The mystery of the transfiguration is the transformation of human nature at its roots in the incarnation. Our immersion in this mystery through baptism is being chosen and taken into God’s confidence. The body of Christ is his covenant, the confidence he places in us which enables our confidence and trust in Him. Abram put his faith in the Lord who credited it to him as an act of righteousness. Our Lenten practice is living in this active trust, in this conversatio (citizenship) with God’s presence (heaven). This practice develops the spiritual sight to see his glory in our humanity (Opening Prayer: be pleased to nourish us inwardly by your word, that, with spiritual sight made pure, we may rejoice to behold your glory). One of the principles of liturgical renewal proposed by Vatican II was to drop the accretions, additions, and repetitions that had accumulated over time and let the intrinsic nature of liturgical action appear and be manifest. The superficial and casual level of our minds being occupied with earthly things collapses under the weight of discovering the divinity that Christ shares with us in our common humanity.
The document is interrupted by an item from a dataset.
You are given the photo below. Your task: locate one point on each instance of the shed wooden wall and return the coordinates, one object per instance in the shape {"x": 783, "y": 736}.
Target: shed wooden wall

Glory is both luminosity and weight — purifying our sight and joining us to the gravity that grounds us in the heart of God. Robert Taft, the late Jesuit liturgist, has written of Lenten practice: It is nothing more than the necessary objectivity and distance from whatever is impermanent and secondary in the human endeavor; the self-discipline necessary to maintain true freedom and make the right choices; the destruction of egoism by the honest person who has the courage to stand naked before self and God…. an openness to new life and through it an openness to others. Blessed are those pure in heart who will see his glory.